I’ve always been on the sidelines when it comes to the strange series that is the Yakuza games. The idea of exploring a section of Japan and partaking in strange and entertaining side activities always sounded like a good time, but I never took the plunge and jumped into the franchise, until now.
I was always afraid of how to get into the series, not sure if I should start off with Yakuza Kiwami, Yakuza 6, or a different spin-off/remaster –it’s intimidating! But with Judgment now out for PS4, I was recommended to start with this new spin-off that takes place in the same world as the Yakuza games, Kamurocho.
I knew literally nothing about the game besides the fact that you play as a detective, Takayuki Yagami, who used to be a lawyer. As someone who is a fan of any video game that revolves around investigating crime scenes, questioning witnesses, and presenting cold hard evidence to people, I was all-in.
The premise of Judgment reminded me of a somewhat modernized take on one of my favorite Capcom series, Ace Attorney, and I figured why not jump into this game to start off my eventual playthrough of all of the Yakuza games.
After playing the first few opening hours of Judgment, it feels like a fresh and modernized take on Ace Attorney, if you throw in a slightly open world, zany side activities/cases, and a hilarious combat system with wonky physics that’s just impossible not to laugh at (in the best way possible).
Judgment doesn’t take long to throw you right into the action, as the opening mission of the game requires you to fight plenty of bad guys on the street, stalk a guy that owes a ton of money, and then proceed to chase him down in a really fun running sequence with quick time events and all.
I know, this doesn’t sound anything like the Ace Attorney games but hold on, there’s more. Once you get into the nitty-gritty of one of the first big cases in the game, you will start to encounter these first-person exploration modes that let you take a closer look at crime scenes, dead bodies, and much more.

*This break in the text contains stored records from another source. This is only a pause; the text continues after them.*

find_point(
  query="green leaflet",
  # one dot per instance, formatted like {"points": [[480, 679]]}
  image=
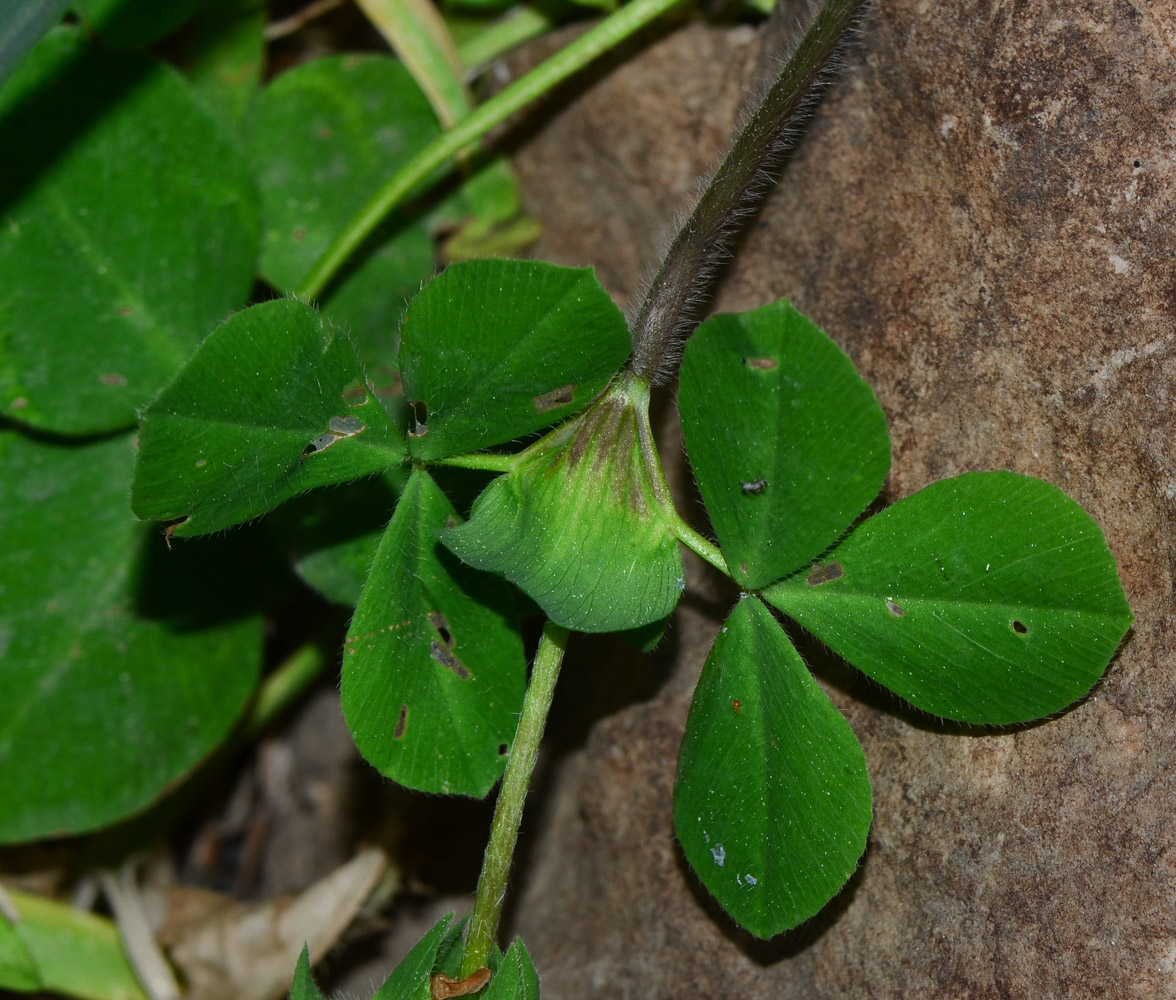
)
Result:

You also get to question suspicious people surrounding the crime and you’ll be rewarded if you ask the best questions and respond correctly. There will be moments when you’ll be asked to show off a piece of evidence that contradicts the witness’ statement, pulling off a sweet “OBJECTION” type of moment that you’ll find in Ace Attorney.

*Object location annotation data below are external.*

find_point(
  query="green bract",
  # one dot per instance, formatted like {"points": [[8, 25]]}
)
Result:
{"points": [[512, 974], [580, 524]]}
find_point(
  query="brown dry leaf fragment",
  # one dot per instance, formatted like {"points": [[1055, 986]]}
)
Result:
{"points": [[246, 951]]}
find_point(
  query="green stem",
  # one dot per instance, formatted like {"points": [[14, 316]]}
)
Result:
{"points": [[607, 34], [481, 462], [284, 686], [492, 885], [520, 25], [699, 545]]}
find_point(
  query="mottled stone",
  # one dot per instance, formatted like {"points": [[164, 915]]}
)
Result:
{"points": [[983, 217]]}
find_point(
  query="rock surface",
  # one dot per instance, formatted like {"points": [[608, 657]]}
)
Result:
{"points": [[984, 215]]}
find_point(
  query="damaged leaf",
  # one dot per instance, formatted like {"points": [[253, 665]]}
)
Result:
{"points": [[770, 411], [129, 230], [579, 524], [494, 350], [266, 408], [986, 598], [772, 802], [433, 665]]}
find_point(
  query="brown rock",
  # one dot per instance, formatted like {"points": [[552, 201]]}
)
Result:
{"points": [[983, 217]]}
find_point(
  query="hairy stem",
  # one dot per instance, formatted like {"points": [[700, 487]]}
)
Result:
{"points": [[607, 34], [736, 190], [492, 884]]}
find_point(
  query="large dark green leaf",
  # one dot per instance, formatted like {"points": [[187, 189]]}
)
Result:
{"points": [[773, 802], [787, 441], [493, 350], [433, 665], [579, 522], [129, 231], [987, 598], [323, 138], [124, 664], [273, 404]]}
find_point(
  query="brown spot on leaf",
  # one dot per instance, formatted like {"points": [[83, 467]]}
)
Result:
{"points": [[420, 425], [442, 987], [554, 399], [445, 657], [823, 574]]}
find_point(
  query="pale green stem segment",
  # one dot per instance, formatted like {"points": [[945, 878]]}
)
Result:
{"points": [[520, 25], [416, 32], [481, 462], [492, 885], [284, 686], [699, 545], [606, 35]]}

I don’t remember the last open world game that I’ve played that had investigation sequences and deep cases to uncover as you do in Judgment. L.A. Noire and Murdered Soul Suspect are two “bigger” games that I can think of that played around with mechanics like that, but it’s been a long time.
As a huge Ace Attorney fan, I can argue that the series has begun to feel quite stale and dated. The courtroom antics and ridiculous cases are always something worth speaking about, but I don’t think we’ll ever get a full-blown 3D iteration of Ace Attorney from Capcom and that’s unfortunate.

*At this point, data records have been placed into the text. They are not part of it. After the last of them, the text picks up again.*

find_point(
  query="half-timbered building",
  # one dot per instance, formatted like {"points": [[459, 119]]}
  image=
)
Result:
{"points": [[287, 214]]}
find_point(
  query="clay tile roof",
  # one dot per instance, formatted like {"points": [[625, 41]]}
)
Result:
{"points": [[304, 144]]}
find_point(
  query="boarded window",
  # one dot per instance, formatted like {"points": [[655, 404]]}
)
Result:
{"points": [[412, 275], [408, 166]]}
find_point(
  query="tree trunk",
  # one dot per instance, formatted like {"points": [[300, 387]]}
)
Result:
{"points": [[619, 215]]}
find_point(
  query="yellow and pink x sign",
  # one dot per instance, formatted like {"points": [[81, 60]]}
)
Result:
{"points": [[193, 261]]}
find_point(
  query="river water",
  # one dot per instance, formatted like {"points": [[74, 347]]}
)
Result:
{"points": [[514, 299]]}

But if you’re like me and fancy the idea of playing a detective in Japan that solves cases and murders and such, then I can highly suggest that you check out Judgment, even if you’ve never been interested in the Yakuza games.
The cases, characters, side activities, and the setting of Kamurocho makes this game feel so rich and entertaining, almost a spiritual modern successor to Ace Attorney or something along those lines.
Judgment will be available on PS4, physically, on June 25. Although, you can download it right now thanks to the game being available digitally a little bit early.